Поэтому, когда Фей написала, чтобы я приехала жить у нее, я пришла в такой восторг, даже не знала, что ответить. Мне не хотелось уезжать далеко от тюрьмы, не хотелось оставаться вдали от тебя. Но раз нельзя получать твои письма, видеть тебя, разговаривать с тобой, я решила, что могу дожидаться тебя вместе с Фей, так же, как раньше я жила в меблированной комнате Клары Оннердонк рядом с тюрьмой Хобарт.
Мне было так одиноко, особенно без тебя. Но мне хотелось, чтобы рядом был человек моего возраста. Мне нужна была подруга из родных мест, которая знала бы меня, мое отношение к жизни. Поэтому, когда Фей пригласила, я сначала отказалась, но в конце концов уехала. И можешь мне поверить, я была поражена.
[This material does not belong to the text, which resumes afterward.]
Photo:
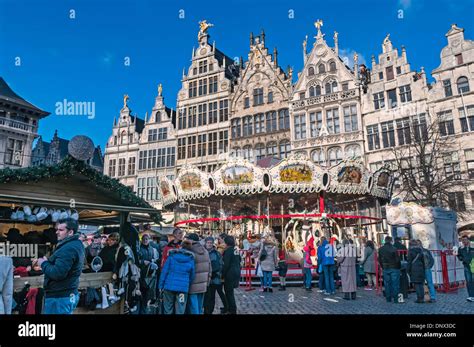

То есть, должно быть, Лос-Анджелес раньше был очень приятным местом. Иначе вся толпа там бы ведь не собралась? Но сейчас… Ты сам увидишь, когда мы приедем… Начинаешь чувствовать, что в этом городе живут машины, а люди — просто слуги для гого, чтобы поддерживать в машинах жизнь.
Я слушал, чувствуя прикосновение ее плеча, она положила ладонь мне на руку, мы смотрели в иллюминатор на мягкие горы облаков, и я думал: а не сказать ли Телме правду? Или хотя бы часть правды. Мне хотелось уберечь ее, защитить любым способом. А если это было не по силам, хотел помочь ей хоть как-то самой защитить себя. Мне хотелось сказать: «Послушай, девочка, я сам себя загнал в тупик. Мы с тобой пленники». Но никак не мог ей признаться. С такой новостью она бы не справилась, для нее было бы слишком. Ей захочется убежать, и чтобы я бежал вместе с ней. А я не мог сказать ей правду, признаться в том, что скрыться нам некуда.